S’engager dans un monde devenu « ultra-polaire »

Deux forces conduisent les entreprises à une plus grande intervention dans la vie de la Cité : le repositionnement de la sphère du bien public pilotée par les Etats et l’importance des marchés futurs tirés par des enjeux sociétaux collectifs ; et l’avènement du digital qui accentue et accélère cette dynamique.

La sphère du bien public est revisitée au nom de l’efficience, des contraintes budgétaires et de l’impératif individuel vécu souvent comme primant sur le bien commun. Ce repli relatif de la souveraineté de la puissance publique sur le collectif créé un appel d’air. Les grandes entreprises digitales les plus puissantes l’ont bien compris, installées au cœur de nos vies, assises sur la valeur des réseaux connectés. Elles rêvent désormais ouvertement de nouveaux modèles technicistes, hommes augmentés et humanoïdes « bienveillants », autant d’utopies nouvelles, retour des lumières sans l’homme ? Ces initiatives disent en creux que l’espace public est ouvert à ceux qui veulent le prendre, au delà du politique, au delà du marchand, dans un monde où tout est entremêlé. La multipolarité des formes de pouvoirs et de souverainetés qui s’instaure présente ainsi une opportunité de reconnaître et redéfinir différemment la valeur des ambitions collectives, ou un risque de désocialisation de nos mondes, le jeu est très ouvert.

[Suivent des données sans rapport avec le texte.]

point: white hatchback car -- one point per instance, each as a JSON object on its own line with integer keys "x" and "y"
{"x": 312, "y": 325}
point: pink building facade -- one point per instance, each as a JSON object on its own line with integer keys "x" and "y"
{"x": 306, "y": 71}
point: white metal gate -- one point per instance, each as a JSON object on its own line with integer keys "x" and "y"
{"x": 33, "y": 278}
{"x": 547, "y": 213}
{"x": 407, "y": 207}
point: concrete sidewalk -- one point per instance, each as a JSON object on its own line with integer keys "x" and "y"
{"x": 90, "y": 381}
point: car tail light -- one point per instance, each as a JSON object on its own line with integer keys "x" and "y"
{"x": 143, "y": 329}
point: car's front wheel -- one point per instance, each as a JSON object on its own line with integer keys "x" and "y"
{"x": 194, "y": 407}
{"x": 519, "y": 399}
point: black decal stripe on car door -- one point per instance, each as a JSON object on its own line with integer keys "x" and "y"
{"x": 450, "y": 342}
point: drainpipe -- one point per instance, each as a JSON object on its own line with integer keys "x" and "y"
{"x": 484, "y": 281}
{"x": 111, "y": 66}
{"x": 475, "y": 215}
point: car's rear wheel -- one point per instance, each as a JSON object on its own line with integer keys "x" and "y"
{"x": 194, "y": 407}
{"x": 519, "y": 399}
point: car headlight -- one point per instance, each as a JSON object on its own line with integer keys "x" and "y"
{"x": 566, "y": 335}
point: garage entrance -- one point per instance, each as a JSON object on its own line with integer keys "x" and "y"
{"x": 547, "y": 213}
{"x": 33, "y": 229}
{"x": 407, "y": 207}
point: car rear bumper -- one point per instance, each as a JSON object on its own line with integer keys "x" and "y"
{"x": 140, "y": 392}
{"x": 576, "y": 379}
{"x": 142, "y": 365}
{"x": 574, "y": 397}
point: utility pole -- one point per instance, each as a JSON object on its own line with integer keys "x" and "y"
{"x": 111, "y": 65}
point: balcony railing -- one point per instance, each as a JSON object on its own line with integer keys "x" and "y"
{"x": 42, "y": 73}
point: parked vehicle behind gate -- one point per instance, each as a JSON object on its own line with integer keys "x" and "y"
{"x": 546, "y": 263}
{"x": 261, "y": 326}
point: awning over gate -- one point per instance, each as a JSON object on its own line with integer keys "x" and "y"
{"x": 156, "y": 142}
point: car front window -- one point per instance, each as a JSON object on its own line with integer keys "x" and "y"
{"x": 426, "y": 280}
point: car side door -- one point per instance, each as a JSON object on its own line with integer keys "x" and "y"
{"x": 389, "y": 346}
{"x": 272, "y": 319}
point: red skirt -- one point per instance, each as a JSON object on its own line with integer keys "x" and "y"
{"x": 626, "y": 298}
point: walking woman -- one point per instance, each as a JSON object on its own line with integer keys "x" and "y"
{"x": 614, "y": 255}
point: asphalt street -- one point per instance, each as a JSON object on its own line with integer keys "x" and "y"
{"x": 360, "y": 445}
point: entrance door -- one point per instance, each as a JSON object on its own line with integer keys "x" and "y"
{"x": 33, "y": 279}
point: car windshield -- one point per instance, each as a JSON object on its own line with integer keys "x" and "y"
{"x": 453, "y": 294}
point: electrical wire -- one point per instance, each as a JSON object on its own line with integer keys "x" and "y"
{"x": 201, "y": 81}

Cette dynamique est renforcée par le fait que de nombreuses sources de croissance futures résultent d’enjeux sociétaux, dont les bénéfices individuels et les potentiels de marché sont dépendants de dynamiques collectives (Démographie maitrisée, Education et santé, transition écologique). Pour faire advenir ces marchés durables, puissants moteurs de croissance, les entreprises et la cité doivent définir ensemble des trajectoires communes. L’individu et les organisations sont convoqués à co-créer les conditions d’un futur collectif pour lequel eux seuls deviennent maîtres de leurs allégeances.

L’arme digitale accélère le processus, en ce qu’elle impose progressivement à chacun de « s’ex-poser ». Le digital renforce la transparence. Ce processus est particulièrement à l’œuvre pour les organisations, il rend chaque jour plus difficile une maîtrise absolue de ce que l’entreprise offre à voir, dire ou penser. Il y  eu notamment quelques exemples durant les évènements de la COP21 de sociétés prises au piège du double jeu des intentions et des actes, sanctionnées au fil des sessions par le prix Pinocchio des « amis de la terre » parce que désormais tout se sait et se répand plus vite et plus fort et les enjeux d’image sont considérables.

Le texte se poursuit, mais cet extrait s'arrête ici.